The bond dissociation enthalpy of $\mathrm{X}_2 \Delta \mathrm{H}_{\text {bond }}^{\circ}$ calculated from the given data is ___________ $\mathrm{kJ} \mathrm{mol}^{-1}$. (Nearest integer)

$$\begin{aligned} & \mathrm{M}^{+} \mathrm{X}^{-}(\mathrm{s}) \rightarrow \mathrm{M}^{+}(\mathrm{g})+\mathrm{X}^{-}(\mathrm{g}) \Delta \mathrm{H}_{\text {lattice }}^{\circ}=800 \mathrm{~kJ} \mathrm{~mol}^{-1} \\ & \mathrm{M}(\mathrm{~s}) \rightarrow \mathrm{M}(\mathrm{~g}) \Delta \mathrm{H}_{\text {sub }}^{\circ}=100 \mathrm{~kJ} \mathrm{~mol}^{-1} \end{aligned}$$

$$\mathrm{M}(\mathrm{~g}) \rightarrow \mathrm{M}^{+}(\mathrm{g})+\mathrm{e}^{-}(\mathrm{g}) \Delta \mathrm{H}_{\mathrm{i}}^{\circ}=500 \mathrm{~kJ} \mathrm{~mol}^{-1}$$

$$\mathrm{X}(\mathrm{~g})+\mathrm{e}^{-}(\mathrm{g}) \rightarrow \mathrm{X}^{-}(\mathrm{g}) \Delta \mathrm{H}_{\mathrm{eg}}^{\circ}=-300 \mathrm{~kJ} \mathrm{~mol}^{-1}$$

$$\mathrm{M}(\mathrm{~s})+\frac{1}{2} \mathrm{X}_2(\mathrm{~g}) \rightarrow \mathrm{M}^{+} \mathrm{X}^{-}(\mathrm{s}) \Delta \mathrm{H}_f^{\circ}=-400 \mathrm{~kJ} \mathrm{~mol}^{-1}$$

[Given : $\mathrm{M}^{+} \mathrm{X}^{-}$is a pure ionic compound and X forms a diatomic molecule $\mathrm{X}_2$ in gaseous state]

The standard enthalpy and standard entropy of decomposition of $\mathrm{N}_2 \mathrm{O}_4$ to $\mathrm{NO}_2$ are $55.0 \mathrm{~kJ} \mathrm{~mol}^{-1}$ and $175.0 \mathrm{~J} / \mathrm{K} / \mathrm{mol}$ respectively. The standard free energy change for this reaction at $25^{\circ} \mathrm{C}$ in J $\mathrm{mol}^{-1}$ is ________ (Nearest integer)

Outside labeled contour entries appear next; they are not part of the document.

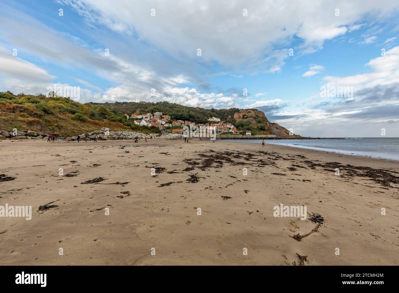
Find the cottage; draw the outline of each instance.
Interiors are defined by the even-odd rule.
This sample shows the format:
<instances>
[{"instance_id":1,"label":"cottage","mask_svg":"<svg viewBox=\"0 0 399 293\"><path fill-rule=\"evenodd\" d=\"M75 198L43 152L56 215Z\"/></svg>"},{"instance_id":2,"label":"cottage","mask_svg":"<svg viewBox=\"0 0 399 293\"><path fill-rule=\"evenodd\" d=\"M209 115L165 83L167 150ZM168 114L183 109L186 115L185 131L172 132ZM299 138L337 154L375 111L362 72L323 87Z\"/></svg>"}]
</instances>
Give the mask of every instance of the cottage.
<instances>
[{"instance_id":1,"label":"cottage","mask_svg":"<svg viewBox=\"0 0 399 293\"><path fill-rule=\"evenodd\" d=\"M172 129L172 133L176 133L179 134L183 134L182 129Z\"/></svg>"},{"instance_id":2,"label":"cottage","mask_svg":"<svg viewBox=\"0 0 399 293\"><path fill-rule=\"evenodd\" d=\"M146 119L142 119L140 122L140 126L148 126L148 122Z\"/></svg>"}]
</instances>

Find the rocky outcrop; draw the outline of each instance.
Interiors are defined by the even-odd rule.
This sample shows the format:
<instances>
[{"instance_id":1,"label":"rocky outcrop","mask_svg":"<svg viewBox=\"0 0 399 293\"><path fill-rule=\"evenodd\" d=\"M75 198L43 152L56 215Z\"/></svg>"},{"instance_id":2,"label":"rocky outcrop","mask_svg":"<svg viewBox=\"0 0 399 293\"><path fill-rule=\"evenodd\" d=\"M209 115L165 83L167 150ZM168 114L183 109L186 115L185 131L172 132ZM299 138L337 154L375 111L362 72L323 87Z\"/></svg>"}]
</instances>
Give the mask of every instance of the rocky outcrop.
<instances>
[{"instance_id":1,"label":"rocky outcrop","mask_svg":"<svg viewBox=\"0 0 399 293\"><path fill-rule=\"evenodd\" d=\"M36 132L36 131L25 130L17 130L16 132L0 130L0 139L10 138L13 140L41 140L49 135L50 135L44 132ZM63 138L65 139L65 138Z\"/></svg>"},{"instance_id":2,"label":"rocky outcrop","mask_svg":"<svg viewBox=\"0 0 399 293\"><path fill-rule=\"evenodd\" d=\"M145 133L141 132L134 132L131 131L107 131L107 128L102 128L99 130L95 130L92 132L88 132L87 133L82 133L79 135L81 139L83 139L87 136L91 140L94 139L95 137L97 137L98 139L100 136L103 140L134 140L134 138L137 136L139 138L147 138L150 139L152 137L153 138L156 138L158 137L158 135L153 133L150 133L146 134ZM73 141L77 140L77 136L73 136L68 138L67 140L68 141Z\"/></svg>"},{"instance_id":3,"label":"rocky outcrop","mask_svg":"<svg viewBox=\"0 0 399 293\"><path fill-rule=\"evenodd\" d=\"M13 140L27 139L27 140L41 140L47 138L50 134L47 134L44 132L36 132L31 130L17 130L15 132L9 132L6 130L0 131L0 139L9 138ZM152 137L156 138L158 137L158 135L153 133L146 134L140 132L134 132L130 131L110 131L107 128L103 128L98 130L95 130L91 132L82 133L79 134L81 139L83 140L86 136L87 136L91 140L94 139L97 137L97 139L101 136L103 140L134 140L136 136L139 138L145 138L146 137L150 139ZM71 137L61 137L61 139L66 140L67 141L71 142L77 140L77 136ZM58 137L55 138L58 139Z\"/></svg>"},{"instance_id":4,"label":"rocky outcrop","mask_svg":"<svg viewBox=\"0 0 399 293\"><path fill-rule=\"evenodd\" d=\"M182 134L178 134L174 133L170 133L165 136L166 140L182 140L184 138L184 136Z\"/></svg>"},{"instance_id":5,"label":"rocky outcrop","mask_svg":"<svg viewBox=\"0 0 399 293\"><path fill-rule=\"evenodd\" d=\"M234 113L233 118L236 123L243 122L260 126L258 128L264 132L264 135L275 135L278 138L290 138L292 136L301 137L277 123L270 122L263 112L256 109L245 109Z\"/></svg>"}]
</instances>

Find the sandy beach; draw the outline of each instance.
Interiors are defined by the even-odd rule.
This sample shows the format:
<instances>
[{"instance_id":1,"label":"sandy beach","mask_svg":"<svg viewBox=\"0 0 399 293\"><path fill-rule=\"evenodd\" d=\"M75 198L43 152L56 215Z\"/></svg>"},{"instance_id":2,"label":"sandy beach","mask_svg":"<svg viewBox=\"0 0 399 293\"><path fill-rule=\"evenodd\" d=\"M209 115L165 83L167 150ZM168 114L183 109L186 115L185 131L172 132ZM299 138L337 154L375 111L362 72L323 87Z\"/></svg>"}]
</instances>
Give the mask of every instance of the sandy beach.
<instances>
[{"instance_id":1,"label":"sandy beach","mask_svg":"<svg viewBox=\"0 0 399 293\"><path fill-rule=\"evenodd\" d=\"M0 218L2 265L292 265L296 254L306 265L399 265L397 161L204 140L0 149L0 174L15 178L0 182L0 205L32 214ZM323 224L298 241L315 223L274 216L282 203Z\"/></svg>"}]
</instances>

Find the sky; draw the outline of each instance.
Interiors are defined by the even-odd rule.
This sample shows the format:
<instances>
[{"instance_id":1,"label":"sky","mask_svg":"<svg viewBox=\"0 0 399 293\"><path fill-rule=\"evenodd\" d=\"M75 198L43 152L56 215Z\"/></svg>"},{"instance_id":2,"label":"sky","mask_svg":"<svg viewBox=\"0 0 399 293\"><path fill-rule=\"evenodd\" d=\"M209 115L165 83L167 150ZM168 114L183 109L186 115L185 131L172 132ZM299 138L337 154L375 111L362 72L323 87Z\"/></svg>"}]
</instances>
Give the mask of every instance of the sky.
<instances>
[{"instance_id":1,"label":"sky","mask_svg":"<svg viewBox=\"0 0 399 293\"><path fill-rule=\"evenodd\" d=\"M0 2L0 91L255 108L313 137L399 137L399 2Z\"/></svg>"}]
</instances>

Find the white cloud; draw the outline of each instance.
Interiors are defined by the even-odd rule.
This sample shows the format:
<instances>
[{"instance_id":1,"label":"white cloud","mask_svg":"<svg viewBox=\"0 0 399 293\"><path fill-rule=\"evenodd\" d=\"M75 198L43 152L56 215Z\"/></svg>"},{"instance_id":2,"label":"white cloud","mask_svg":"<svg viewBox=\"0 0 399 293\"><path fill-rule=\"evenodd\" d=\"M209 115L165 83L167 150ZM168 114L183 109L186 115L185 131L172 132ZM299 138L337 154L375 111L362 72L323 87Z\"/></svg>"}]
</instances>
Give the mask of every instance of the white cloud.
<instances>
[{"instance_id":1,"label":"white cloud","mask_svg":"<svg viewBox=\"0 0 399 293\"><path fill-rule=\"evenodd\" d=\"M396 39L396 37L390 37L389 39L387 39L386 40L385 42L384 42L384 43L387 44L389 43L391 43L392 42L393 42L395 39Z\"/></svg>"},{"instance_id":2,"label":"white cloud","mask_svg":"<svg viewBox=\"0 0 399 293\"><path fill-rule=\"evenodd\" d=\"M360 42L359 43L364 45L371 44L375 42L375 41L377 40L377 37L376 37L375 35L373 35L372 37L366 37L363 40L363 41Z\"/></svg>"},{"instance_id":3,"label":"white cloud","mask_svg":"<svg viewBox=\"0 0 399 293\"><path fill-rule=\"evenodd\" d=\"M320 73L320 71L323 70L324 69L324 67L321 65L315 65L313 66L310 66L310 67L309 68L309 71L304 73L302 75L302 76L304 77L307 77L314 75L315 75Z\"/></svg>"},{"instance_id":4,"label":"white cloud","mask_svg":"<svg viewBox=\"0 0 399 293\"><path fill-rule=\"evenodd\" d=\"M245 105L244 106L246 108L254 108L262 107L265 106L270 106L271 105L279 105L283 103L282 100L280 99L275 99L274 100L264 100L259 101L256 101L252 104L249 104Z\"/></svg>"},{"instance_id":5,"label":"white cloud","mask_svg":"<svg viewBox=\"0 0 399 293\"><path fill-rule=\"evenodd\" d=\"M268 63L273 61L267 57L273 54L276 45L288 45L296 36L303 42L298 53L313 52L321 49L325 40L346 33L347 26L351 31L359 28L362 25L355 24L365 15L382 19L399 8L397 2L381 5L373 0L252 0L245 2L248 16L244 16L241 3L227 0L176 0L173 5L163 0L59 2L71 6L90 23L100 23L126 34L134 32L175 58L216 61L235 68L251 68L263 63L270 72L279 71L284 65L283 59L277 64ZM335 15L337 7L339 17ZM151 16L153 8L156 14ZM202 50L200 59L196 56L198 48Z\"/></svg>"}]
</instances>

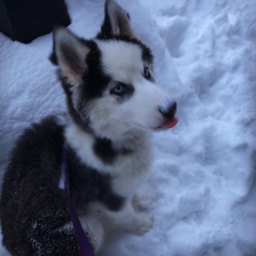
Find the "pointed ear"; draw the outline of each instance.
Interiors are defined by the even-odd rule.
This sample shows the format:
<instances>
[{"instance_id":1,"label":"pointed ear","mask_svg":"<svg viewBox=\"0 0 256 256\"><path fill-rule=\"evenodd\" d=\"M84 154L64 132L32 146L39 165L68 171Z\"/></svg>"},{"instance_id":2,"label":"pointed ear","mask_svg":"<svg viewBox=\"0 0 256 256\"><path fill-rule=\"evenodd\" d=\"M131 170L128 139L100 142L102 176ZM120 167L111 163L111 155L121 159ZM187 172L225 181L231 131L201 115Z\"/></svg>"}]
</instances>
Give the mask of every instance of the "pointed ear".
<instances>
[{"instance_id":1,"label":"pointed ear","mask_svg":"<svg viewBox=\"0 0 256 256\"><path fill-rule=\"evenodd\" d=\"M54 29L53 42L50 60L59 66L61 78L71 85L77 84L87 69L86 58L90 50L81 39L63 27Z\"/></svg>"},{"instance_id":2,"label":"pointed ear","mask_svg":"<svg viewBox=\"0 0 256 256\"><path fill-rule=\"evenodd\" d=\"M114 0L105 3L105 18L98 38L110 39L114 35L126 34L131 38L136 35L131 26L130 16Z\"/></svg>"}]
</instances>

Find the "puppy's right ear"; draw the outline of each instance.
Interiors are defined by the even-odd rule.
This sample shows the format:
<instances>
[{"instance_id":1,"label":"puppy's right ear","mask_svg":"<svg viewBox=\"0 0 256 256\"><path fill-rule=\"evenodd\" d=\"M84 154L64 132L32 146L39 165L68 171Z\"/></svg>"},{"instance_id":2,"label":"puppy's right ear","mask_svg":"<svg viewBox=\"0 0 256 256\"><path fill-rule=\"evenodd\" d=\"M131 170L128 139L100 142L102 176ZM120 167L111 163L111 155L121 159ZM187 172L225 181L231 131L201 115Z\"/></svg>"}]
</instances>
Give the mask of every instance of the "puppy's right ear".
<instances>
[{"instance_id":1,"label":"puppy's right ear","mask_svg":"<svg viewBox=\"0 0 256 256\"><path fill-rule=\"evenodd\" d=\"M53 51L50 59L58 65L61 78L70 85L79 83L87 70L86 58L89 49L81 39L64 27L53 31Z\"/></svg>"}]
</instances>

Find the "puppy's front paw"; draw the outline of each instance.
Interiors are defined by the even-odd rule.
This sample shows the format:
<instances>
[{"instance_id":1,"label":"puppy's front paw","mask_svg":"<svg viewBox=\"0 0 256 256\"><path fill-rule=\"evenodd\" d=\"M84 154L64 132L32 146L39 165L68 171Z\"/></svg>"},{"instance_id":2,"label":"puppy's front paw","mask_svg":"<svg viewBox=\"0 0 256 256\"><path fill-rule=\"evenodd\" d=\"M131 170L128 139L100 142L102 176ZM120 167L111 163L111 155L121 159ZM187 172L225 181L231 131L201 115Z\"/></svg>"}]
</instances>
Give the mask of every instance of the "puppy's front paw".
<instances>
[{"instance_id":1,"label":"puppy's front paw","mask_svg":"<svg viewBox=\"0 0 256 256\"><path fill-rule=\"evenodd\" d=\"M148 232L153 226L154 218L153 217L138 216L134 221L134 225L126 229L127 232L133 233L138 236L143 236Z\"/></svg>"}]
</instances>

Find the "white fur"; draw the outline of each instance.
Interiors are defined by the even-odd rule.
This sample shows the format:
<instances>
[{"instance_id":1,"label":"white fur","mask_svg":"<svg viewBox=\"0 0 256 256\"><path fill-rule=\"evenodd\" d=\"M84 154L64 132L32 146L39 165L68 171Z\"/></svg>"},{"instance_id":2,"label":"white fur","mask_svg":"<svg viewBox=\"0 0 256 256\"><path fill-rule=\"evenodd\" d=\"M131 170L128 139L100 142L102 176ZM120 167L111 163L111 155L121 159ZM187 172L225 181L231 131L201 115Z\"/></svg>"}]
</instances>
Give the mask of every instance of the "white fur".
<instances>
[{"instance_id":1,"label":"white fur","mask_svg":"<svg viewBox=\"0 0 256 256\"><path fill-rule=\"evenodd\" d=\"M119 155L111 165L105 164L95 155L93 148L93 136L75 124L67 127L65 137L82 162L113 176L114 190L125 198L131 198L134 195L153 160L151 136L143 131L135 132L123 141L116 141L117 147L125 147L133 153Z\"/></svg>"},{"instance_id":2,"label":"white fur","mask_svg":"<svg viewBox=\"0 0 256 256\"><path fill-rule=\"evenodd\" d=\"M97 43L102 52L104 72L116 82L132 84L135 91L121 104L109 91L92 103L90 118L96 133L115 140L123 138L133 129L158 128L164 121L159 108L167 108L174 101L144 77L145 64L140 48L125 41L97 40Z\"/></svg>"}]
</instances>

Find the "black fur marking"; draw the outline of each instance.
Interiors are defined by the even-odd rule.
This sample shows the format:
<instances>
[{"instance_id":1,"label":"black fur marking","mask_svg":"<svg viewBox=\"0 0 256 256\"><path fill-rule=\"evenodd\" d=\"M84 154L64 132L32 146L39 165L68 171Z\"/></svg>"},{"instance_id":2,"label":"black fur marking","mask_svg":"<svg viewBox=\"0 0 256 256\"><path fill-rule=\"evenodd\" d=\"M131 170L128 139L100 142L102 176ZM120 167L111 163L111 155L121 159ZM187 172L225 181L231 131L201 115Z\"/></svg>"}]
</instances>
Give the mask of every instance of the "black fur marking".
<instances>
[{"instance_id":1,"label":"black fur marking","mask_svg":"<svg viewBox=\"0 0 256 256\"><path fill-rule=\"evenodd\" d=\"M111 28L111 24L110 23L110 19L108 14L108 12L106 11L106 1L105 3L105 16L104 18L104 21L102 25L101 25L101 30L97 35L97 38L99 39L109 39L113 37L112 29Z\"/></svg>"},{"instance_id":2,"label":"black fur marking","mask_svg":"<svg viewBox=\"0 0 256 256\"><path fill-rule=\"evenodd\" d=\"M93 150L95 154L104 163L113 163L118 152L114 148L111 140L106 138L97 138Z\"/></svg>"},{"instance_id":3,"label":"black fur marking","mask_svg":"<svg viewBox=\"0 0 256 256\"><path fill-rule=\"evenodd\" d=\"M66 193L58 188L63 132L54 117L48 117L27 129L12 151L0 200L3 243L12 255L80 254L73 230L62 228L71 220ZM83 164L67 148L77 213L95 201L119 209L124 199L112 191L111 177Z\"/></svg>"},{"instance_id":4,"label":"black fur marking","mask_svg":"<svg viewBox=\"0 0 256 256\"><path fill-rule=\"evenodd\" d=\"M83 86L81 93L88 100L101 96L110 78L103 71L101 53L97 44L93 40L87 41L86 44L91 50L86 58L88 69L82 76Z\"/></svg>"}]
</instances>

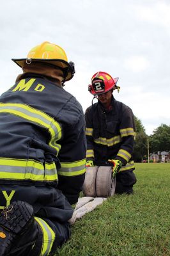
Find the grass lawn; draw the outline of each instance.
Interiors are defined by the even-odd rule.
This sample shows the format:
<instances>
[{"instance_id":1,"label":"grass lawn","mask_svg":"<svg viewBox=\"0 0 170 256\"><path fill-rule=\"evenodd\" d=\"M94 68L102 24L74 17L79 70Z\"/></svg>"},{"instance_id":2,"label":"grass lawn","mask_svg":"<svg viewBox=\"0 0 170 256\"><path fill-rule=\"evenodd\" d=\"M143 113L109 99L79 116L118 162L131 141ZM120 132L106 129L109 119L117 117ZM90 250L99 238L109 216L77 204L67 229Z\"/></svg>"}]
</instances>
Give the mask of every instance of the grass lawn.
<instances>
[{"instance_id":1,"label":"grass lawn","mask_svg":"<svg viewBox=\"0 0 170 256\"><path fill-rule=\"evenodd\" d=\"M170 163L137 163L132 195L115 195L72 227L60 256L169 256Z\"/></svg>"}]
</instances>

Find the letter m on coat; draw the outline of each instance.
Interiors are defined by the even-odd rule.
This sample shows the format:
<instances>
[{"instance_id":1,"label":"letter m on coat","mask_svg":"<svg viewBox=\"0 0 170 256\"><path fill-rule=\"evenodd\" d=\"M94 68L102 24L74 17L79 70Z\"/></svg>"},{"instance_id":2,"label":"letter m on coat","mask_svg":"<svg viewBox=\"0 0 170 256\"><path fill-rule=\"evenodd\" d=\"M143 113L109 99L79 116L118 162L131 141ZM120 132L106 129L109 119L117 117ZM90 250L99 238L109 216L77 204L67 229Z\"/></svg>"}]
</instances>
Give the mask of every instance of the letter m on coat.
<instances>
[{"instance_id":1,"label":"letter m on coat","mask_svg":"<svg viewBox=\"0 0 170 256\"><path fill-rule=\"evenodd\" d=\"M22 79L18 83L17 86L14 89L13 89L12 92L16 92L16 91L27 92L30 88L31 85L33 84L35 81L35 78L31 78L27 83L26 83L26 79Z\"/></svg>"}]
</instances>

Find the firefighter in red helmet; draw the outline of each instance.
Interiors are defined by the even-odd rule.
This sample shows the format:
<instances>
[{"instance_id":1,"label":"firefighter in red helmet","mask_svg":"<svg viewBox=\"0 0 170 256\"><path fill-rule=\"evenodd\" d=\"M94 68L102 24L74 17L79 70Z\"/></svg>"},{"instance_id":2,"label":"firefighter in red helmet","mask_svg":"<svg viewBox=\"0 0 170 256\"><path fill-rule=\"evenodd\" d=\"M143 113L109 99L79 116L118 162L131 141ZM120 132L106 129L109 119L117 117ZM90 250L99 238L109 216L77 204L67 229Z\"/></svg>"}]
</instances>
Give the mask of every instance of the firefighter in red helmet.
<instances>
[{"instance_id":1,"label":"firefighter in red helmet","mask_svg":"<svg viewBox=\"0 0 170 256\"><path fill-rule=\"evenodd\" d=\"M88 108L86 166L112 166L116 175L116 193L131 194L136 178L133 161L135 138L134 115L125 104L112 95L118 78L98 72L91 78L89 92L98 102Z\"/></svg>"}]
</instances>

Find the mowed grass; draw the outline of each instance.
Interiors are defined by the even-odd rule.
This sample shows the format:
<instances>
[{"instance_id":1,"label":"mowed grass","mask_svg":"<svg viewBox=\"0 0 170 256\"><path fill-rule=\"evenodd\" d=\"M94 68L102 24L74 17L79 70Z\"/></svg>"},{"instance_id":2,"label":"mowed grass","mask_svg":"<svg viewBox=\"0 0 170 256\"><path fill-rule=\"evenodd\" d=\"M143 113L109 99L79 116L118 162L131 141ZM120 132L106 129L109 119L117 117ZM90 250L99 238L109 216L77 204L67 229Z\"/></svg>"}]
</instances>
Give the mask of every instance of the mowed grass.
<instances>
[{"instance_id":1,"label":"mowed grass","mask_svg":"<svg viewBox=\"0 0 170 256\"><path fill-rule=\"evenodd\" d=\"M170 164L137 163L132 195L115 195L72 227L60 256L169 256Z\"/></svg>"}]
</instances>

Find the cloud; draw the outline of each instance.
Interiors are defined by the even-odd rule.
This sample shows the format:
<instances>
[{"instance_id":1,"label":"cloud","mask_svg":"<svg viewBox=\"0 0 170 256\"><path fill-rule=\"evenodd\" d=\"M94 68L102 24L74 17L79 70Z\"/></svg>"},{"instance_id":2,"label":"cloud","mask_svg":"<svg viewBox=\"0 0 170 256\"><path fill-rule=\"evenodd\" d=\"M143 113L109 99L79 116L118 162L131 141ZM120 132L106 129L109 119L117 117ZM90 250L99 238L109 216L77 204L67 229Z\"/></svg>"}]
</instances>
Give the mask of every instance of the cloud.
<instances>
[{"instance_id":1,"label":"cloud","mask_svg":"<svg viewBox=\"0 0 170 256\"><path fill-rule=\"evenodd\" d=\"M130 56L124 61L124 67L134 72L143 72L150 66L150 61L142 56Z\"/></svg>"},{"instance_id":2,"label":"cloud","mask_svg":"<svg viewBox=\"0 0 170 256\"><path fill-rule=\"evenodd\" d=\"M134 6L134 13L138 19L149 22L163 26L169 28L170 26L170 4L164 1L157 1L155 4L139 4Z\"/></svg>"}]
</instances>

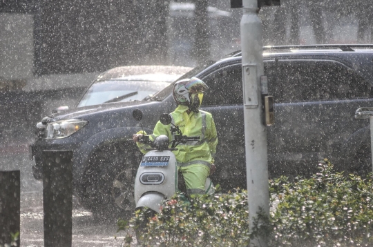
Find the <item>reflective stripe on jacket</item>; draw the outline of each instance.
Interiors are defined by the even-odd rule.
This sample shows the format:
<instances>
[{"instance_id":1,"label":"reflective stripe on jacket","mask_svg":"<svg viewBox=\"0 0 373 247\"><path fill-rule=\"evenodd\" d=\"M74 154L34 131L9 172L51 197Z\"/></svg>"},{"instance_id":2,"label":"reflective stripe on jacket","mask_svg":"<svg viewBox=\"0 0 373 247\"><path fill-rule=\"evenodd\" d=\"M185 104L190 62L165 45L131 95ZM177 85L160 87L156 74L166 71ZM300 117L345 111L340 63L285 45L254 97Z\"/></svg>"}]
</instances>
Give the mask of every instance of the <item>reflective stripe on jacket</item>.
<instances>
[{"instance_id":1,"label":"reflective stripe on jacket","mask_svg":"<svg viewBox=\"0 0 373 247\"><path fill-rule=\"evenodd\" d=\"M172 123L180 128L184 135L187 137L199 136L200 140L180 144L176 147L178 150L173 151L173 152L176 157L179 166L198 163L209 166L209 164L214 162L216 146L218 145L216 128L212 115L200 110L198 113L191 112L188 114L187 110L187 106L179 105L171 113L173 119ZM142 133L142 131L138 133ZM154 128L153 135L150 135L150 139L153 141L160 135L169 137L171 146L173 137L170 132L170 125L165 126L158 121ZM174 135L177 135L177 133L174 133ZM143 153L147 152L144 149L148 148L149 146L139 142L137 142L137 146ZM197 161L201 162L197 162Z\"/></svg>"}]
</instances>

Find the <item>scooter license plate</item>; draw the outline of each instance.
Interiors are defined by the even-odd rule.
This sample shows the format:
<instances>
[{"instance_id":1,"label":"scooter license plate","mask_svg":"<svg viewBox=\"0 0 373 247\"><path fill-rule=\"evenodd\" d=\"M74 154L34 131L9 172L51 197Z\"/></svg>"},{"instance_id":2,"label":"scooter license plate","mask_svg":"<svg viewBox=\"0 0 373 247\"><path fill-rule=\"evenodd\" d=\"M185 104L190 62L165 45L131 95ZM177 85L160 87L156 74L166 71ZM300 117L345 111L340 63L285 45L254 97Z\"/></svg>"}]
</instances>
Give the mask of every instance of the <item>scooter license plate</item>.
<instances>
[{"instance_id":1,"label":"scooter license plate","mask_svg":"<svg viewBox=\"0 0 373 247\"><path fill-rule=\"evenodd\" d=\"M141 166L167 166L169 156L146 156L141 161Z\"/></svg>"}]
</instances>

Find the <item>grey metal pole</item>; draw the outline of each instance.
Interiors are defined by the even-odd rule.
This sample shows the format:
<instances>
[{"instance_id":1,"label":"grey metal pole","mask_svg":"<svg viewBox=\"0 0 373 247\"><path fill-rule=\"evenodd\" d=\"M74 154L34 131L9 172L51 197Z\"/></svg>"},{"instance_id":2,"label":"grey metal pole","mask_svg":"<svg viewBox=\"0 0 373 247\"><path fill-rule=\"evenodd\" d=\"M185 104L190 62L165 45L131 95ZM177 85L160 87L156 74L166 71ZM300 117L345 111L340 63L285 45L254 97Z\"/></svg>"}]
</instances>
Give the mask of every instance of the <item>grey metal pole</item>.
<instances>
[{"instance_id":1,"label":"grey metal pole","mask_svg":"<svg viewBox=\"0 0 373 247\"><path fill-rule=\"evenodd\" d=\"M260 77L263 75L262 28L258 17L257 0L243 0L240 23L242 55L242 83L246 146L246 168L249 213L252 229L254 217L260 208L269 214L269 192L267 130L262 123ZM266 246L264 239L257 239Z\"/></svg>"},{"instance_id":2,"label":"grey metal pole","mask_svg":"<svg viewBox=\"0 0 373 247\"><path fill-rule=\"evenodd\" d=\"M73 230L73 152L44 151L44 246L70 247Z\"/></svg>"},{"instance_id":3,"label":"grey metal pole","mask_svg":"<svg viewBox=\"0 0 373 247\"><path fill-rule=\"evenodd\" d=\"M11 234L20 233L20 208L21 172L0 172L0 246L11 243ZM19 239L20 235L15 239L16 246L19 246Z\"/></svg>"},{"instance_id":4,"label":"grey metal pole","mask_svg":"<svg viewBox=\"0 0 373 247\"><path fill-rule=\"evenodd\" d=\"M370 121L370 150L372 155L372 172L373 172L373 116L369 118Z\"/></svg>"}]
</instances>

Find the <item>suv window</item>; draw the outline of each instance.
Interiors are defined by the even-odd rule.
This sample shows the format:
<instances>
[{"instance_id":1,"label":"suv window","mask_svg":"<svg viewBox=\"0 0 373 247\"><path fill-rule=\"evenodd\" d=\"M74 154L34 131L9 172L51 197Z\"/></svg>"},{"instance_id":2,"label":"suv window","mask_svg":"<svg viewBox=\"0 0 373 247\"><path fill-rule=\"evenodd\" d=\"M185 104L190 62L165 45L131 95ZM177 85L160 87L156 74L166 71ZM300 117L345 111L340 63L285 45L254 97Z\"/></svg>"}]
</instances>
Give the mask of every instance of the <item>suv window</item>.
<instances>
[{"instance_id":1,"label":"suv window","mask_svg":"<svg viewBox=\"0 0 373 247\"><path fill-rule=\"evenodd\" d=\"M203 79L209 89L202 105L222 106L242 104L242 74L241 64L216 70Z\"/></svg>"},{"instance_id":2,"label":"suv window","mask_svg":"<svg viewBox=\"0 0 373 247\"><path fill-rule=\"evenodd\" d=\"M369 98L370 84L345 65L330 60L265 63L269 94L277 103Z\"/></svg>"}]
</instances>

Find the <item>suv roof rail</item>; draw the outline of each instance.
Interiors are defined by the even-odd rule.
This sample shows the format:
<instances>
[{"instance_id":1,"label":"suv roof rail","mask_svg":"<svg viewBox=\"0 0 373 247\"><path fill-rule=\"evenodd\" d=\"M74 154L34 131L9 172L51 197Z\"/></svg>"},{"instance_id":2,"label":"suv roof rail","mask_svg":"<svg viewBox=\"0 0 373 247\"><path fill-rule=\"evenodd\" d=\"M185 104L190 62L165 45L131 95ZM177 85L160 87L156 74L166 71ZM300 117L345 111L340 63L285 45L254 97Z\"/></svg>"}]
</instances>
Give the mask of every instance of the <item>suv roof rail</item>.
<instances>
[{"instance_id":1,"label":"suv roof rail","mask_svg":"<svg viewBox=\"0 0 373 247\"><path fill-rule=\"evenodd\" d=\"M373 48L373 44L327 44L327 45L294 45L294 46L263 46L263 50L289 50L289 49L341 49L343 52L354 52L355 48ZM240 50L231 52L227 57L241 56Z\"/></svg>"}]
</instances>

Consider the following cases of standard enthalpy of reaction $\left(\Delta \mathrm{H}_{\mathrm{r}}^{\circ}\right.$ in $\left.\mathrm{kJ} \mathrm{mol}^{-1}\right)$

$$\begin{aligned} & \mathrm{C}_2 \mathrm{H}_6(\mathrm{~g})+\frac{7}{2} \mathrm{O}_2(\mathrm{~g}) \rightarrow 2 \mathrm{CO}_2(\mathrm{~g})+3 \mathrm{H}_2 \mathrm{O}(\mathrm{l}) \Delta \mathrm{H}_1^{\circ}=-1550 \\ & \mathrm{C}(\text { graphite })+\mathrm{O}_2(\mathrm{~g}) \rightarrow \mathrm{CO}_2(\mathrm{~g}) \Delta \mathrm{H}_2^{\circ}=-393.5 \\ & \mathrm{H}_2(\mathrm{~g})+\frac{1}{2} \mathrm{O}_2(\mathrm{~g}) \rightarrow \mathrm{H}_2 \mathrm{O}(\mathrm{l}) \Delta \mathrm{H}_3^{\circ}=-286 \end{aligned}$$

The magnitude of $\Delta \mathrm{H}_{f \mathrm{C}_2 \mathrm{H}_6(\mathrm{~g})}^{\circ}$ is ____________ $\mathrm{kJ} \mathrm{mol}^{-1}$ (Nearest integer).